Ce matin nous déjeunons sur la petite terrasse face à la mer. Jackie et Faouzi nous disent que finalement ils ne resteront pas 2 nuits comme nous mais qu’ils préfèrent partir de suite sur Trabzon, Turquie, pour tenter d’obtenir un visa Russe de transit pour rejoindre l’Ouzbékistan. On se souhaite bonne route.
Ce matin nous partons donc seuls pour la visite de Batoumi. A son approche, dans le sens nord > sud, le long de la mer Noire, c’est le port avec ses grues et les grandes tours du bord de mer qu’on voit émerger de l’horizon. Notez la piste cyclable rouge, bon ici ça va, mais en ville, elle sert de parking.


C’est par la visite du musée des arts d’Ajara que l’on commence la journée.

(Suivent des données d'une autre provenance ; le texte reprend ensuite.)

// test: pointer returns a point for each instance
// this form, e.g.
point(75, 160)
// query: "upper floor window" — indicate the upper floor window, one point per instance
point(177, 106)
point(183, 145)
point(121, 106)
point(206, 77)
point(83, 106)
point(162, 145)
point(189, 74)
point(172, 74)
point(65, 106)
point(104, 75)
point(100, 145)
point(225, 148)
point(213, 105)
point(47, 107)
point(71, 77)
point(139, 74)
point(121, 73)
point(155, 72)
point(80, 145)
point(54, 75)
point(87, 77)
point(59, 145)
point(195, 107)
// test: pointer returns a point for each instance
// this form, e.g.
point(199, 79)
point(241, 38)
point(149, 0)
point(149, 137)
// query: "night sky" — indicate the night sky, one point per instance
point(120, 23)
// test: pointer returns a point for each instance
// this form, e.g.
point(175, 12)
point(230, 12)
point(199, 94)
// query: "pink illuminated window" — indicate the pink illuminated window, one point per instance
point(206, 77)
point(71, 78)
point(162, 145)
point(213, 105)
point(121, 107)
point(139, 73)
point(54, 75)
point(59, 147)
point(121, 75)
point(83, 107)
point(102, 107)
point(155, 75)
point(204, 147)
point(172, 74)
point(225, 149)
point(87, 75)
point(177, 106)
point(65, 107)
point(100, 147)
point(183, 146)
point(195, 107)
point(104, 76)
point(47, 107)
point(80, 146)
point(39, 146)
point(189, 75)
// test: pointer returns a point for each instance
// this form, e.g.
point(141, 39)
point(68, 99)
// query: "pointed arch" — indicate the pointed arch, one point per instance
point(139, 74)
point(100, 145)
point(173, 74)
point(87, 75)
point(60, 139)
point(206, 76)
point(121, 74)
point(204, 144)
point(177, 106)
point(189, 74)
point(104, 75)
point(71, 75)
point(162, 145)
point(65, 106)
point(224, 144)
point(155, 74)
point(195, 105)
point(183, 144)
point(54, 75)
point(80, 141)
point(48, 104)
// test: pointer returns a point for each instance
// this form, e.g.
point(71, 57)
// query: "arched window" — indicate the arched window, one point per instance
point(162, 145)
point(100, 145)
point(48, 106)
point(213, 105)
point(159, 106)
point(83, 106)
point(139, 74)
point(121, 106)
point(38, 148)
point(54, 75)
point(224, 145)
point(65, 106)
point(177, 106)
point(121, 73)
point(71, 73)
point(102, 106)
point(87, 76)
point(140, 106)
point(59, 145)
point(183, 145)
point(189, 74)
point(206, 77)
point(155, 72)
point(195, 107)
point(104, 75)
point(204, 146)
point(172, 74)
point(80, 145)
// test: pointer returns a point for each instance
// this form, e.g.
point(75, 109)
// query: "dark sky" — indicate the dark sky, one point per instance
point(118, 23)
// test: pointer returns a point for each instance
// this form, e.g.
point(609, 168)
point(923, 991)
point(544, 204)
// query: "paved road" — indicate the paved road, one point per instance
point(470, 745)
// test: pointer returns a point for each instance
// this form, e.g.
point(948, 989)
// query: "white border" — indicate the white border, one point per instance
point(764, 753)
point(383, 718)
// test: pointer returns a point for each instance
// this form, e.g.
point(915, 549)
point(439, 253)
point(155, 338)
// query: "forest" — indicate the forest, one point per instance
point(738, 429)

Cette belle et grande bâtisse de type hôtel particulier de l’extérieur, est en fait un seul et même volume cubique offrant ses quatre murs a chaque étage pour exposer des oeuvres qui déconcertent quelque peu. Beaucoup d’artistes étrangers offrant leur regard sur la Géorgie, très souvent de ses modes de vie, pastoraux ou villageois. On y trouve aussi les thèmes du portrait et des paysages mais trop peu d’artistes Georgien.nne.s sont représentés. A quelques mètres en retrait des tableaux, des sculptures de bronze de petites dimensions forment un carré plus petit a l’intérieur de celui de l’étage. Ce sont des personnages, souvent des couples, parfois des personnages seuls, une approche contemporaine pour cette exposition temporaire mais qu’on a bien du mal à situer dans ce face à face qu’elles ont avec les tableaux, couvant eux une vaste période de 1880 à nos jours.
Ça déroute mais ça et là, forcément, quelques pièces semblent émerger de l’ensemble.


En sortant du musée on suit des petites rues perpendiculaires au boulevard du musée pour s’enfoncer un peu en ville. On y croise de très belles maisons, au charme rétro, dans des états de conservation très variables.



Puis on rejoint le bord de mer et la grande promenade arborée qui la borde.

Là bas (ci-dessus) une tour en construction, très fine, très haute, sur une base triangulaire au sol.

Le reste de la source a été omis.